I ricercatori hanno studiato i dati di 146.436 adulti coreani senza diabete sottoposti a tomografia computerizzata (TC) con stima di CAC tra il 2011 e il 2019, utilizzando modelli di regressione logistica multinomiale. Lo studio comprendeva 41.100 partecipanti con almeno una TC cardiaca di follow-up. Il pre-diabete è stato classificato in tre gruppi, ovvero prediabete da glucosio isolato (glicemia a digiuno (FBG) 100-125 mg/dl, HbA1c < 5,7%), prediabete da HbA1c isolata (FBG < 100 mg/dl, HbA1c 5,7-6,4%) e pre-diabete che soddisfaceva entrambi i criteri FBG e HbA1c (FBG 100-125 mg/dl, HbA1c 5,7%-6,4%).

Dopo l’aggiustamento per le covariate, i rapporti di prevalenza per il punteggio CAC> 100 confrontando il prediabete per glucosio isolato, il prediabete per HbA1c isolata e il prediabete che soddisfaceva entrambi i criteri con quelli della normoglicemia erano 1,12, 1,24 e 1.31. Il rapporto aggiustato multivariabile dei tassi di progressione di CAC annuale confrontando i gruppi di prediabete con il gruppo normoglicemia era 1,031, 1,025 e 1,054.

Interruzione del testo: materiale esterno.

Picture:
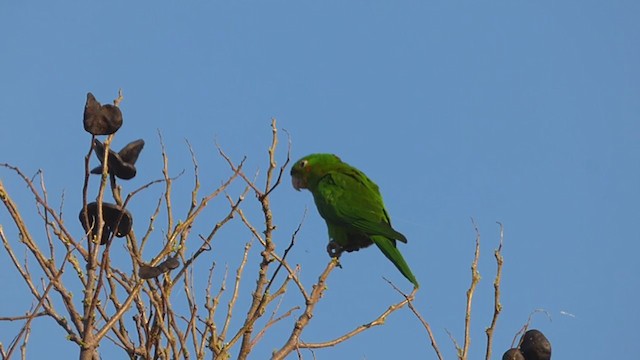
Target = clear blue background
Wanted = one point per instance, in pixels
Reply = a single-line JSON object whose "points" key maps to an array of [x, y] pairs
{"points": [[521, 112]]}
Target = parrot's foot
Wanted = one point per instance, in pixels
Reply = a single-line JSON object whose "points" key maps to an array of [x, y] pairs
{"points": [[334, 249]]}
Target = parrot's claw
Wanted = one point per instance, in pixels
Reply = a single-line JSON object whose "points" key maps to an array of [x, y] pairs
{"points": [[334, 249]]}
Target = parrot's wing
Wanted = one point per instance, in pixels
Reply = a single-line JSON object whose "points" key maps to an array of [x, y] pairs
{"points": [[350, 198]]}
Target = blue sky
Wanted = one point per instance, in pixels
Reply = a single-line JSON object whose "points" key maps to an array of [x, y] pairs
{"points": [[521, 112]]}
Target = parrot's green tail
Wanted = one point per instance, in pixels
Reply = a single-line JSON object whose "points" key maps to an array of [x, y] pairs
{"points": [[392, 253]]}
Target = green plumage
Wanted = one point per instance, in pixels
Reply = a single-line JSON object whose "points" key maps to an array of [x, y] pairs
{"points": [[352, 207]]}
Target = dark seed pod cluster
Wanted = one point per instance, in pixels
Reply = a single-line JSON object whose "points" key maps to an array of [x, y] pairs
{"points": [[117, 220], [106, 120], [149, 272], [122, 163], [533, 346], [101, 119]]}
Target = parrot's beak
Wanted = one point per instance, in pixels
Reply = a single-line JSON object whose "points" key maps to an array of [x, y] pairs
{"points": [[297, 183]]}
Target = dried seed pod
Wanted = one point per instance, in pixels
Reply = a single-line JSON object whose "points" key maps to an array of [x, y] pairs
{"points": [[101, 119], [121, 164], [513, 354], [116, 219], [535, 346]]}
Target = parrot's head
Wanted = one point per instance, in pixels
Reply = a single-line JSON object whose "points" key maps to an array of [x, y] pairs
{"points": [[306, 172]]}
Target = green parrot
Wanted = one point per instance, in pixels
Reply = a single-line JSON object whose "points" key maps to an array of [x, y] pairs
{"points": [[351, 205]]}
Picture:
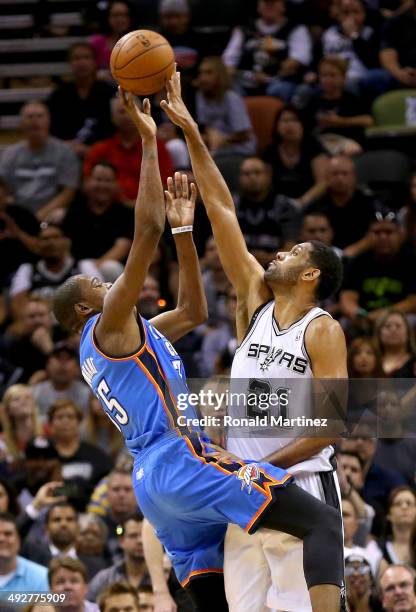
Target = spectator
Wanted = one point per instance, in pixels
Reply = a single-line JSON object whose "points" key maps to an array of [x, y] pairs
{"points": [[359, 583], [99, 430], [118, 21], [8, 498], [222, 112], [41, 171], [397, 589], [131, 568], [357, 42], [398, 53], [124, 152], [364, 359], [268, 222], [270, 54], [28, 349], [401, 516], [18, 230], [396, 341], [97, 213], [69, 576], [119, 596], [83, 464], [17, 573], [407, 214], [20, 421], [215, 282], [299, 162], [316, 226], [340, 117], [53, 268], [121, 504], [349, 210], [382, 278], [84, 102]]}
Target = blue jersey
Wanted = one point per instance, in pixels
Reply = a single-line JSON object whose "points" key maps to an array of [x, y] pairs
{"points": [[139, 392]]}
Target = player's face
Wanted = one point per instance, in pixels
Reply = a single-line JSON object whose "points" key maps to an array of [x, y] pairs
{"points": [[287, 266]]}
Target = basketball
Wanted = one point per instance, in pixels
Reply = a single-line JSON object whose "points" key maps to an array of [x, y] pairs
{"points": [[142, 61]]}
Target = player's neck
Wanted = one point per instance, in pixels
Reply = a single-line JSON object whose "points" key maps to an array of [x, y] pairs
{"points": [[290, 307]]}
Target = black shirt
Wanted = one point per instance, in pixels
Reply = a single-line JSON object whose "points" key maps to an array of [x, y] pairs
{"points": [[381, 283], [93, 235], [295, 181], [349, 222], [84, 119], [348, 105]]}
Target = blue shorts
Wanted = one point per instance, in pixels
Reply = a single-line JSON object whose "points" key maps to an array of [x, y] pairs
{"points": [[190, 499]]}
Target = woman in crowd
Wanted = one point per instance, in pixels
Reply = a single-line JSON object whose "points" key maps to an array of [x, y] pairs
{"points": [[401, 516], [20, 421], [221, 112], [395, 339], [298, 161], [117, 23]]}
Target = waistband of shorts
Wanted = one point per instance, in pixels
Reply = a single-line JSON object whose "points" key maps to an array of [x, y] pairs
{"points": [[160, 441]]}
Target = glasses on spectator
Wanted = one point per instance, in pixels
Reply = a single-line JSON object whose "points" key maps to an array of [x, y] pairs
{"points": [[361, 570]]}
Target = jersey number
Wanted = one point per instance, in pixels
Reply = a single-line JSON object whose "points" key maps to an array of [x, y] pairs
{"points": [[116, 411]]}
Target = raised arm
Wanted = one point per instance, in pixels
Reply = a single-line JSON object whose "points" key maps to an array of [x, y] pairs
{"points": [[191, 309], [149, 219], [241, 268]]}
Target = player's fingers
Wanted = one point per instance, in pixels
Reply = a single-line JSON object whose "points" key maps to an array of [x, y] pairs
{"points": [[185, 187], [178, 184], [193, 193]]}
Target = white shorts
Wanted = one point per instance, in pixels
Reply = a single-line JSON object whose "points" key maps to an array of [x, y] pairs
{"points": [[264, 571]]}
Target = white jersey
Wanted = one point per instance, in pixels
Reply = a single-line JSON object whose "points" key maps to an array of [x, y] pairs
{"points": [[274, 361]]}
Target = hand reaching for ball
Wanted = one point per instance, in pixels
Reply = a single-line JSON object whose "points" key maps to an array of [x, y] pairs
{"points": [[143, 120], [174, 106]]}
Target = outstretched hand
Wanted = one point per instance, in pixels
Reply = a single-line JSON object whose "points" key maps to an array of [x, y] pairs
{"points": [[180, 205], [174, 106], [143, 120]]}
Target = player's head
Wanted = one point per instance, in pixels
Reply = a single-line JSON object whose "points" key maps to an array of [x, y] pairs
{"points": [[77, 299], [311, 265]]}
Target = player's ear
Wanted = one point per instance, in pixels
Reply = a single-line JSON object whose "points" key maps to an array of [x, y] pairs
{"points": [[311, 274]]}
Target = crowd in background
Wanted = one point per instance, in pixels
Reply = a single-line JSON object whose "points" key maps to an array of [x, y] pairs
{"points": [[67, 191]]}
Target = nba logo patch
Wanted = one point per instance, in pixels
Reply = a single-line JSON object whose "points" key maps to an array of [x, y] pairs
{"points": [[248, 474]]}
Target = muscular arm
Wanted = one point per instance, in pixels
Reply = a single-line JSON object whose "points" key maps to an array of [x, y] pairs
{"points": [[119, 304], [241, 268], [325, 344]]}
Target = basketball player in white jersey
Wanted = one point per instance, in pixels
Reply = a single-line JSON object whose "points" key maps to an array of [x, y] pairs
{"points": [[282, 334]]}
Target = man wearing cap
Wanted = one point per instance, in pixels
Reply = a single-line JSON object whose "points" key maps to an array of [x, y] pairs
{"points": [[383, 277], [63, 380], [397, 589]]}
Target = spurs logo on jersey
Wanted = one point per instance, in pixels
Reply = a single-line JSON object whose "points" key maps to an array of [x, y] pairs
{"points": [[268, 360]]}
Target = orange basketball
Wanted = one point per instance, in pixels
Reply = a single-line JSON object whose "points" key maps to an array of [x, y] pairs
{"points": [[142, 61]]}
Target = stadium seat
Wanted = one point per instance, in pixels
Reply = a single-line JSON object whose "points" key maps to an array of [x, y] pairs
{"points": [[229, 166], [263, 111], [385, 172], [394, 114]]}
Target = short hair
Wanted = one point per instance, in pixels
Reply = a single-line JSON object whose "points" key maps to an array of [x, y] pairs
{"points": [[330, 266], [63, 304], [62, 504], [80, 45], [69, 563], [117, 588], [62, 403], [337, 62], [353, 454]]}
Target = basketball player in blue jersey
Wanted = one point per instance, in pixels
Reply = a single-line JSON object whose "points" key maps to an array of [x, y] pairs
{"points": [[186, 491]]}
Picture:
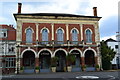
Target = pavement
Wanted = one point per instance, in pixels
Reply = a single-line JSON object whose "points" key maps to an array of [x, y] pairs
{"points": [[101, 75]]}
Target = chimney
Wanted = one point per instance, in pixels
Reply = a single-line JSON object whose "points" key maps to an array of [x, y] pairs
{"points": [[95, 11], [19, 8]]}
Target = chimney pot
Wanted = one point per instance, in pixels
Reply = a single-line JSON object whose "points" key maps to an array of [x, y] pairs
{"points": [[19, 7], [95, 11]]}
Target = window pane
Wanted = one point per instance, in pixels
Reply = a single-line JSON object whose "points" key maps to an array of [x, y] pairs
{"points": [[29, 35], [60, 36], [88, 36], [45, 36], [74, 36]]}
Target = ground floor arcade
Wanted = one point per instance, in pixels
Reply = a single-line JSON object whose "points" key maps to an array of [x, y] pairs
{"points": [[30, 59]]}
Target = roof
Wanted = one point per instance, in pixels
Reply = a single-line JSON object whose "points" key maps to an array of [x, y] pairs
{"points": [[55, 15]]}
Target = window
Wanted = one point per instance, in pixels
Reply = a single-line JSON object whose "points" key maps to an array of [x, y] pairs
{"points": [[3, 33], [116, 46], [74, 36], [60, 36], [29, 35], [45, 36], [1, 48], [10, 62], [88, 36], [11, 48]]}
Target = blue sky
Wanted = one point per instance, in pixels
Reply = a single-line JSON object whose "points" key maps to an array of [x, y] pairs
{"points": [[107, 9]]}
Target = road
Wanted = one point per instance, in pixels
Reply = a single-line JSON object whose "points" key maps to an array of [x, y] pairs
{"points": [[104, 75]]}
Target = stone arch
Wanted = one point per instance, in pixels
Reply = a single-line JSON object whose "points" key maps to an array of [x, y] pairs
{"points": [[77, 50], [44, 28], [75, 29], [95, 53], [59, 50], [29, 28], [28, 50], [45, 50]]}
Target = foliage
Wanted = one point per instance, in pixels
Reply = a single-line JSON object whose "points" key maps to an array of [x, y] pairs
{"points": [[107, 55], [54, 61], [37, 68], [70, 59]]}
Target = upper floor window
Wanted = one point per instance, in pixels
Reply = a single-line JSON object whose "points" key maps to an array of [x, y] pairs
{"points": [[3, 33], [11, 48], [74, 36], [29, 35], [88, 36], [60, 36], [45, 36]]}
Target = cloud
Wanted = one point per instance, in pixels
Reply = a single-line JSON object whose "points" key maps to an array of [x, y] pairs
{"points": [[108, 10]]}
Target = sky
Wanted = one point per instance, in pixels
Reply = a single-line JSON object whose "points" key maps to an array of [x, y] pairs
{"points": [[107, 9]]}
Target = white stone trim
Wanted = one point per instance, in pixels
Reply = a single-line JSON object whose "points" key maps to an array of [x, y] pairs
{"points": [[52, 31], [67, 31], [44, 28], [29, 50], [37, 31], [30, 28], [81, 29], [59, 50], [45, 49], [61, 29], [76, 50], [88, 29], [75, 29], [95, 53]]}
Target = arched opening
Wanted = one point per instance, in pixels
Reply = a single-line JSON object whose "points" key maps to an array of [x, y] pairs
{"points": [[89, 58], [88, 36], [60, 36], [76, 65], [61, 63], [29, 35], [77, 58], [29, 61], [44, 58], [74, 36], [44, 36]]}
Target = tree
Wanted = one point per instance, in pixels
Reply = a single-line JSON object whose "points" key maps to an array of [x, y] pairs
{"points": [[107, 55]]}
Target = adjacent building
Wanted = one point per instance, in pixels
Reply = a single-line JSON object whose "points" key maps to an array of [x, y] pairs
{"points": [[7, 48], [41, 36], [113, 44]]}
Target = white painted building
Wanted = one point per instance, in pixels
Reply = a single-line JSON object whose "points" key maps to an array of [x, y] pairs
{"points": [[114, 45]]}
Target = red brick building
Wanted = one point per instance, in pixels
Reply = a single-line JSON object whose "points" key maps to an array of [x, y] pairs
{"points": [[7, 48], [41, 36]]}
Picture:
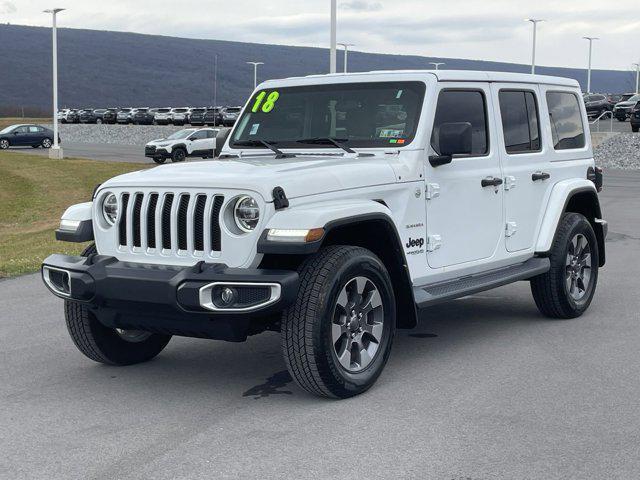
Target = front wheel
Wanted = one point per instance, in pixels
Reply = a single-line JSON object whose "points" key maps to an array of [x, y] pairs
{"points": [[567, 289], [337, 336]]}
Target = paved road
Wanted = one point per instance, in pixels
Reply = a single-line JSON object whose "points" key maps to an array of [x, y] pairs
{"points": [[485, 388], [96, 151]]}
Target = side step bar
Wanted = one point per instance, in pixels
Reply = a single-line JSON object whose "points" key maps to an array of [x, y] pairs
{"points": [[434, 293]]}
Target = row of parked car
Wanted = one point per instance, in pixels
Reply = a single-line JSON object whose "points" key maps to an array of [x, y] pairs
{"points": [[212, 116], [620, 105]]}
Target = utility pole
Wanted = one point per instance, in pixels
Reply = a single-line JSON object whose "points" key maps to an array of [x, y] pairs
{"points": [[346, 53], [535, 22], [55, 151], [590, 39], [255, 72], [334, 36]]}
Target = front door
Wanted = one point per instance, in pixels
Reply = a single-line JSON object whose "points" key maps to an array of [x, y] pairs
{"points": [[464, 198], [527, 170]]}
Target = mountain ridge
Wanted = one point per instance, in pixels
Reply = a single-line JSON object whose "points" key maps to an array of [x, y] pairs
{"points": [[106, 68]]}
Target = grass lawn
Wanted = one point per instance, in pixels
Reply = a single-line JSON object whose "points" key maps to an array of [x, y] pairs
{"points": [[34, 192], [6, 121]]}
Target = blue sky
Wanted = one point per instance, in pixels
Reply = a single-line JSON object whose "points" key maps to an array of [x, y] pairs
{"points": [[475, 29]]}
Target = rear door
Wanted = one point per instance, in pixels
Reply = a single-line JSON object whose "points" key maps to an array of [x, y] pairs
{"points": [[464, 198], [525, 163]]}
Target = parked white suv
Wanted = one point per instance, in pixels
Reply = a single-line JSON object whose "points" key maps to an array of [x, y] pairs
{"points": [[341, 206], [190, 142]]}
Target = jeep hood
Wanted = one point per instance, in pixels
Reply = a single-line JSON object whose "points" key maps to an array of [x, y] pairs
{"points": [[300, 176]]}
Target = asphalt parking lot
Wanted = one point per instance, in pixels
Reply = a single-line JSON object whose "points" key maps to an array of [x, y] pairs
{"points": [[485, 388]]}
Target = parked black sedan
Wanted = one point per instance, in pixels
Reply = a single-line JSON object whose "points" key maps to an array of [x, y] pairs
{"points": [[596, 105], [26, 135]]}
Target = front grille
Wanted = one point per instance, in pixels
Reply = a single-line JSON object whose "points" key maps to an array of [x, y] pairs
{"points": [[181, 222]]}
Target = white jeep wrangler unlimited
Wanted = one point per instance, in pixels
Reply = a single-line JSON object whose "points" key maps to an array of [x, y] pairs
{"points": [[339, 208]]}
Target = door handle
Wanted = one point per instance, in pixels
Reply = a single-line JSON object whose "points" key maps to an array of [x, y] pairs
{"points": [[537, 176], [491, 182]]}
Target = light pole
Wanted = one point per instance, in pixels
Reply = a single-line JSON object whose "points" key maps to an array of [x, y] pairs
{"points": [[334, 36], [55, 151], [255, 72], [535, 22], [591, 39], [346, 53]]}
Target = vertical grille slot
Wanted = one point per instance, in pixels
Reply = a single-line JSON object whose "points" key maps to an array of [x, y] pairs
{"points": [[183, 208], [151, 220], [215, 223], [198, 223], [122, 223], [137, 208], [166, 221]]}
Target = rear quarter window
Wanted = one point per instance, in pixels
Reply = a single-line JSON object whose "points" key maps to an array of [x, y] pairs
{"points": [[565, 117]]}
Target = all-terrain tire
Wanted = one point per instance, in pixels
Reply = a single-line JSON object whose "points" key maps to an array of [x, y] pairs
{"points": [[550, 290], [105, 345], [306, 331]]}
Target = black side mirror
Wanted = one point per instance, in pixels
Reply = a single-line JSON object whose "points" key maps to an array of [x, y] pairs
{"points": [[454, 138], [221, 139]]}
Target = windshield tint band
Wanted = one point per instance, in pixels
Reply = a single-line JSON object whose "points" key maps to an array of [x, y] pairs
{"points": [[365, 115]]}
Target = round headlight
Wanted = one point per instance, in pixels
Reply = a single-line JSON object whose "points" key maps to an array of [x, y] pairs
{"points": [[110, 208], [246, 213]]}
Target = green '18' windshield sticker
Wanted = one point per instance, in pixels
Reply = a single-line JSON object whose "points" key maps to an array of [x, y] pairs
{"points": [[268, 105]]}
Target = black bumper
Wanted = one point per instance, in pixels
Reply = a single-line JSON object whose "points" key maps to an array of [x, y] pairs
{"points": [[166, 299]]}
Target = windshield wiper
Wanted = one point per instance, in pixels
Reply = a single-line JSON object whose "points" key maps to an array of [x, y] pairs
{"points": [[270, 144], [337, 142]]}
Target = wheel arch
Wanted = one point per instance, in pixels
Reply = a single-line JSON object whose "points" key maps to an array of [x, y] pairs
{"points": [[373, 230], [576, 196]]}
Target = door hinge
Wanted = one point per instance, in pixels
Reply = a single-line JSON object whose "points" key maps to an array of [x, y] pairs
{"points": [[434, 242], [433, 191], [509, 182]]}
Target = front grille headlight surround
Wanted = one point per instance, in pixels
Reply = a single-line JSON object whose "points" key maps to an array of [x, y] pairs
{"points": [[246, 213], [110, 207]]}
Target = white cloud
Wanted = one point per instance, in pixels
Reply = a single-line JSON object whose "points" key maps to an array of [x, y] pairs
{"points": [[486, 30]]}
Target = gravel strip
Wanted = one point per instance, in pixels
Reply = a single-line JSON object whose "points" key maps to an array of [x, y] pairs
{"points": [[115, 134], [621, 151]]}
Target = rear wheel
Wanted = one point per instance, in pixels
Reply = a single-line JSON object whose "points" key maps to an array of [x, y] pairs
{"points": [[567, 289], [108, 345], [337, 336]]}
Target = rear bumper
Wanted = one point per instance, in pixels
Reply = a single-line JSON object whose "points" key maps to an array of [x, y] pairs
{"points": [[169, 299]]}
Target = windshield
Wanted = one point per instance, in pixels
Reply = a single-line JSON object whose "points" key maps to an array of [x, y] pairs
{"points": [[180, 134], [358, 114]]}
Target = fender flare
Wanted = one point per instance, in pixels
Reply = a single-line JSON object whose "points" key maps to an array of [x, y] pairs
{"points": [[327, 215], [556, 206]]}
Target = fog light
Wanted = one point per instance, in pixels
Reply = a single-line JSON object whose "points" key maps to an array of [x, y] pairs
{"points": [[224, 296]]}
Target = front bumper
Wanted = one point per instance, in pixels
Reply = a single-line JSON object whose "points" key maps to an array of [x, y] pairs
{"points": [[168, 299]]}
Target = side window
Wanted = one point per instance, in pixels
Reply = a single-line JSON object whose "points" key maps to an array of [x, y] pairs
{"points": [[567, 129], [519, 112], [463, 106], [201, 135]]}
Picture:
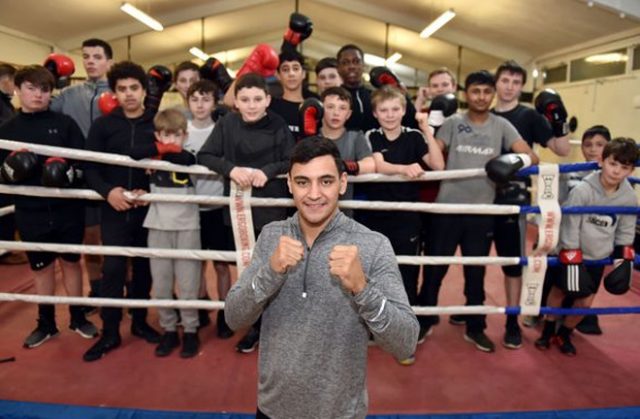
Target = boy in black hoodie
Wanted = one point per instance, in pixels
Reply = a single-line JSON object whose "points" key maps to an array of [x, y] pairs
{"points": [[128, 130], [47, 220]]}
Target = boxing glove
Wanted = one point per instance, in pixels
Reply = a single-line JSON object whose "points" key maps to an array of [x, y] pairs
{"points": [[549, 104], [441, 107], [262, 60], [618, 281], [168, 148], [62, 67], [214, 70], [58, 173], [19, 166], [159, 79], [300, 28], [574, 279], [107, 102], [501, 169], [311, 112], [382, 76], [352, 167]]}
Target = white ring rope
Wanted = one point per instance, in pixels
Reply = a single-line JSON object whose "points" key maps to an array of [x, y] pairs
{"points": [[228, 256], [207, 305], [120, 160], [481, 209], [10, 209]]}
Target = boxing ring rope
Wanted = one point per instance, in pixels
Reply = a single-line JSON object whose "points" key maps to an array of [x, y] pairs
{"points": [[280, 202]]}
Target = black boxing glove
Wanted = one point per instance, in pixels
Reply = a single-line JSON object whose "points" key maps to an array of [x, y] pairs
{"points": [[574, 279], [214, 70], [58, 173], [382, 76], [501, 169], [159, 79], [618, 281], [19, 166], [441, 107], [311, 112], [352, 167], [549, 104], [300, 28]]}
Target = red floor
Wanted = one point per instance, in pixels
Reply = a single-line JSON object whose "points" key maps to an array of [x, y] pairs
{"points": [[450, 375]]}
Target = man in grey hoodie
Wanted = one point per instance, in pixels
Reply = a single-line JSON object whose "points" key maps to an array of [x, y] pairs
{"points": [[322, 283], [81, 102]]}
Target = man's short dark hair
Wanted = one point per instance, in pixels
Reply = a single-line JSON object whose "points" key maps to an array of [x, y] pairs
{"points": [[479, 77], [597, 130], [326, 62], [126, 70], [513, 67], [624, 150], [290, 56], [202, 87], [36, 75], [95, 42], [341, 92], [350, 47], [7, 70], [309, 148], [249, 80], [184, 66]]}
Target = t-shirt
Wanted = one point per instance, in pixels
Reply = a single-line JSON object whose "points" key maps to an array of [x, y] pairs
{"points": [[532, 127], [410, 147], [210, 185], [471, 146]]}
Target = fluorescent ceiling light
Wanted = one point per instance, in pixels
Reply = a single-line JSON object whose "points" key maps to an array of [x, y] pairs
{"points": [[141, 16], [438, 23], [611, 57], [393, 58], [199, 53]]}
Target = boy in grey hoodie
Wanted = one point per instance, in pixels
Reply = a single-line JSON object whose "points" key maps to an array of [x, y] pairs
{"points": [[322, 283], [592, 237]]}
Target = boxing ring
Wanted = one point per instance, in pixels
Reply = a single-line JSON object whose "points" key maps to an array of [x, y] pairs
{"points": [[449, 375]]}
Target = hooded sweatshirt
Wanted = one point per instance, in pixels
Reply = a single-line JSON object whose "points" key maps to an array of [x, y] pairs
{"points": [[597, 234], [314, 335]]}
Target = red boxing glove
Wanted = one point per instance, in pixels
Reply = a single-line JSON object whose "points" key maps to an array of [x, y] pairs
{"points": [[168, 148], [107, 102], [311, 112], [262, 60]]}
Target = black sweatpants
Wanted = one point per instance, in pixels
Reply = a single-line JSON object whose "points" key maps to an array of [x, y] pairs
{"points": [[473, 234], [124, 229]]}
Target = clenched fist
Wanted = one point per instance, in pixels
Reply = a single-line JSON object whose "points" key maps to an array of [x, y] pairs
{"points": [[288, 253], [344, 263]]}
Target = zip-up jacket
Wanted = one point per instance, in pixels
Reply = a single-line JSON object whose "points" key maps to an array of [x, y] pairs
{"points": [[46, 128], [115, 133], [314, 335], [80, 102]]}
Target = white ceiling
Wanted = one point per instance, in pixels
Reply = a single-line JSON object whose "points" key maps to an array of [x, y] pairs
{"points": [[483, 34]]}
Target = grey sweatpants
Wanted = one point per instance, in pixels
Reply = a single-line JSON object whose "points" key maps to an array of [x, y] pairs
{"points": [[186, 274]]}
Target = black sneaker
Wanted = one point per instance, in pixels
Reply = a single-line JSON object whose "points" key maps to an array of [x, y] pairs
{"points": [[222, 328], [249, 342], [168, 342], [40, 335], [84, 328], [425, 331], [589, 325], [482, 342], [146, 332], [190, 345], [458, 319], [512, 337], [565, 345], [203, 318], [104, 345]]}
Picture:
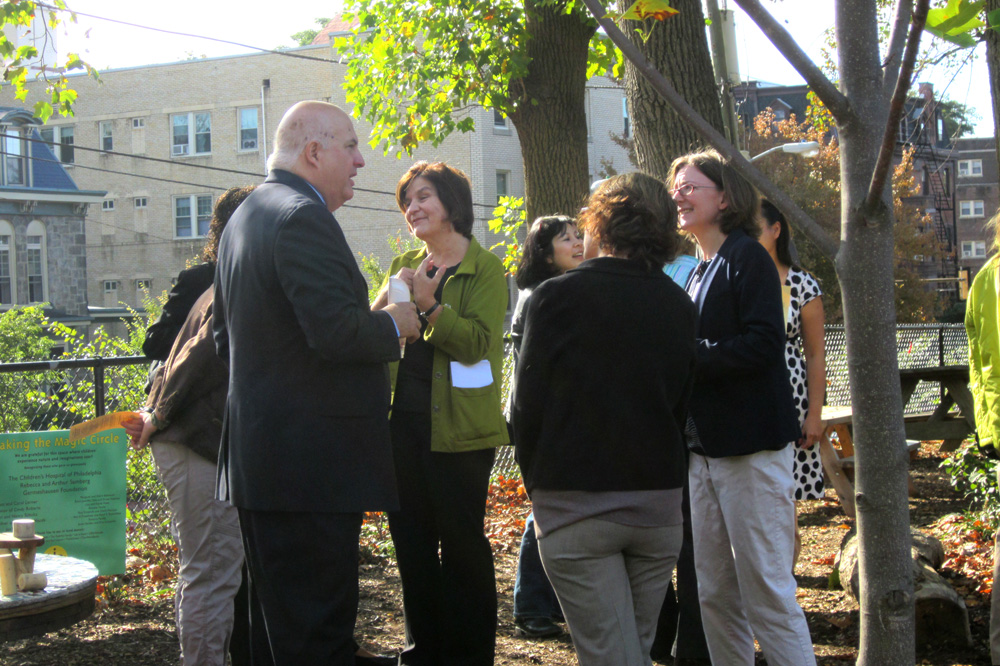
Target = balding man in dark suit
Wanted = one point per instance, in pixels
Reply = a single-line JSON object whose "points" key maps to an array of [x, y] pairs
{"points": [[305, 444]]}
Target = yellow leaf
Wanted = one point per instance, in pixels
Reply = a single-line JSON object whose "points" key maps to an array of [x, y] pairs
{"points": [[644, 9]]}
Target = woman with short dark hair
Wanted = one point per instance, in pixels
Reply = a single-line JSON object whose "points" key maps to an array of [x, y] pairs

“Il rischio di CAC e la progressione di CAC erano costantemente più alti negli individui che soddisfacevano i criteri sia del glucosio che dell’HbA1c, mentre tutti e tre i tipi di prediabete hanno mostrato un rischio significativamente maggiore di progressione di CAC” concludono gli autori.